An einigen strammen Tagen habe ich aber doch einen Tag zuvor eine Shotlist vorbereitet und darin alle meine Cuts aufgelöst und auf Papier gebracht. Und ja, es war für alle sehr hilfreich und um ehrlich zu sein für mich auch! Es kam sonst schon vor, dass ich den Faden verloren habe und mich wieder neu finden musste.
Die Kamera ist fast immer in Bewegung, tanzt sozusagen ein bißchen mit. Führst Du sie intuitiv oder wie genau wird das vorher geplant?
Alles Intuitiv! Und zu 100% richtig ausgedrückt: “Ich tanze mit der Choreo mit”.
Wie schon erwähnt, Choreo, Rehearsal und das wirkliche Shooten passierte alles vor Ort. Sprich es gab keine Probentage und ich habe selbst nie die Choreo 100% gesehen.
Nach meiner Meinung ist die Kameraarbeit für eine gute Actionszene ESSENTIELL!! Sogar wichtiger als die “performance skills” der Performer*innen (uff, viele würden mich für diese Aussage killen XD).

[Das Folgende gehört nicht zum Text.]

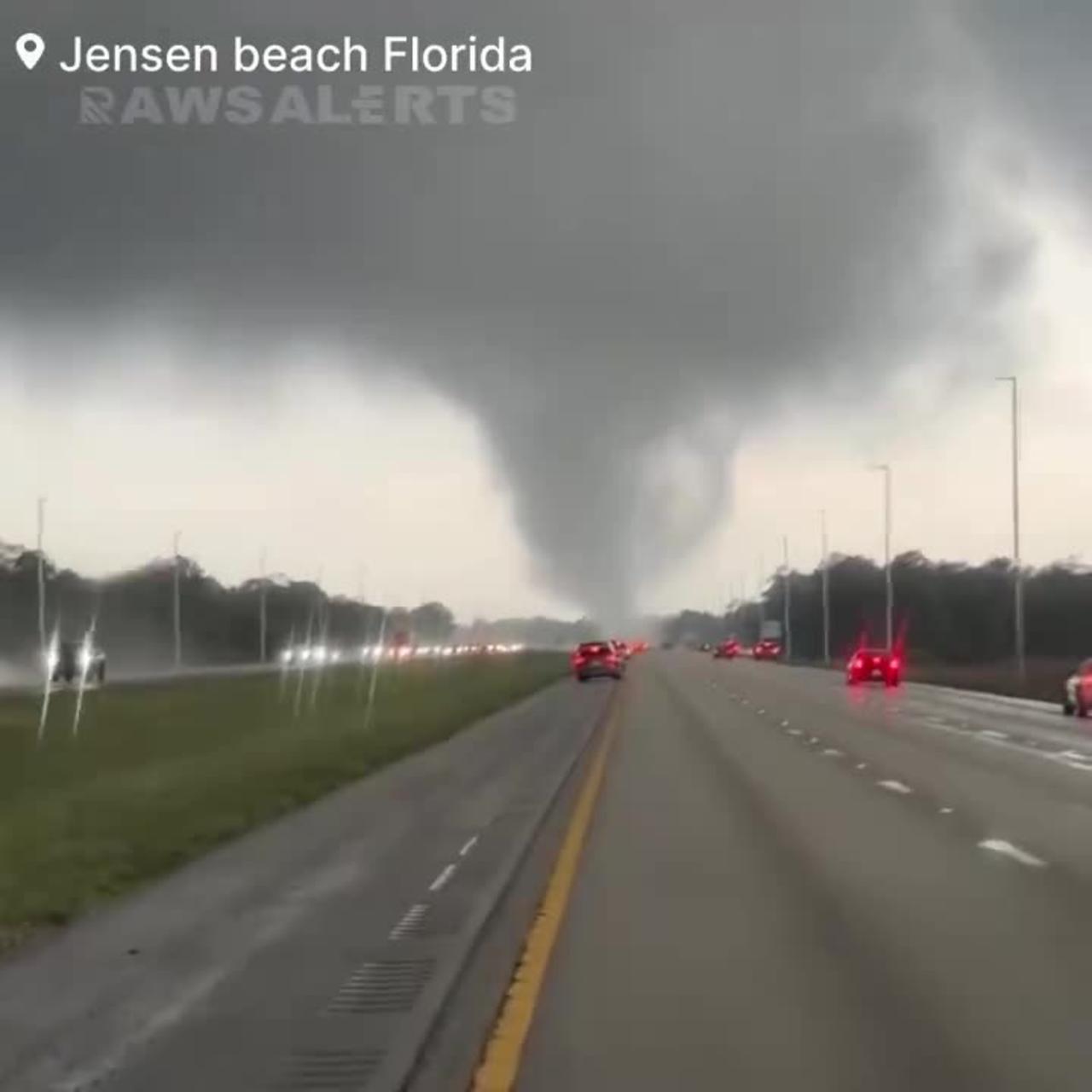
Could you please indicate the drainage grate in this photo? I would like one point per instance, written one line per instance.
(383, 986)
(332, 1071)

Aber man kann eben den shittigsten low low kick mit einer geilen Kamerabewegung oder Schnitttechnik super inszenieren.

Ich kann es nie genug betonen, ich finde Kamerabewegung muss sehr intuitiv sein. Man muss sich anpassen, flexibel sein. Vor allem muss man GENAU schauen, was man wirklich filmt. Ich habe schon mit so vielen Operatoren gearbeitet, die wollen alles gemarkert haben. Sie wollen alles bis zum Detail totproben und blocken. Aber das Problem ist, wenn man dreht: jedes Element (Performer, enge Location, Komparsen, Lichtstativ oder Lampe etc.) - es wird nie dasselbe sein. Bewegt sich der Performer mal ein wenig mehr nach rechts oder links bzw. trifft seinen Marker nicht, kann es sein, dass die Action nicht mehr funktioniert. Deswegen MUSS der Operator genau hinschauen und viele Sachen erfühlen und die Movements der Performer zu 100% kennen. Er muss wortwörtlich mit den Darsteller mittanzen, wie bei einem Tango. Sich führen lassen und jeden Impuls, sei es ein Druck oder Ziehen mit seinem 3. Auge sehen/spüren.
Es ist eine Kunst für sich.
Manche der Kampfszenen sehen zudem sehr akrobatisch aus, beispielsweise mit dem japanisch-sprechenden Gegner, gespielt von Andy Long. Er ist tatsächlich Martial Arts - und Stunt-Profi, unter anderem im Jackie Chan Team. Heißt das, was man sieht ist alles echte Live-Action, oder hattet ihr am Set irgendwelche Hilfsmittel?
Der Endfight ist einer meiner Favoritszenen gewesen (nicht nur, weil wir einmal 48h am Stück gedreht haben :D). Sondern weil Andy Long und ich uns hardcore austoben konnten. Wir griffen bei dem Fight auf viele Jackie/HK-Ideen zurück und nutzten klassisches HK Wire Rigging, um seine Stunts / Sprünge zu verstärken.
(Nachtrag d. Redaktion: Dieser kurze Making-of-Clip auf Facebook zeigt sehr schön, wie bei dieser Szene gearbeitet wurde

Wie sah denn das Kamera-Setup genau aus? Also Kamera, Optiken, Drehformat uä.
Gefilmt haben wir mit der Blackmagic URSA Mini Pro G2 (Braw 5:1 in 4.6k / 2.39 Widescreen) und SLR Magic Apo Hyperprime PL 25,32,50,85 mm T2.1 Objektiven, sowie als Kamera Gear DJI Ronin 2, Tilta Armor Man 3 sowie Slider, und beim Licht Aputure 300d mkII & 300x, Aputure LED, Boiling LED etc.
Auf den BTS Fotos ist wieder der ArmorMan zu sehen -- was ist für dich der Vorteil damit zu drehen?
Ich liebe das Teil! Ich finde, man ist viel freier und es nimmt mir viel Gewicht ab.
Ich habe in “Into the Badlands” mit Readyrig gearbeitet und auf anderen Shows mit Easyrig.
Der große Vorteil an der Armorman 3 sind die klassischen “Steadycam”-Arme.
- Man sieht keine Schritte mehr (vs. Easy Rig)
- Man kann easy nach rechts und links schwenken (vs. Readyrig)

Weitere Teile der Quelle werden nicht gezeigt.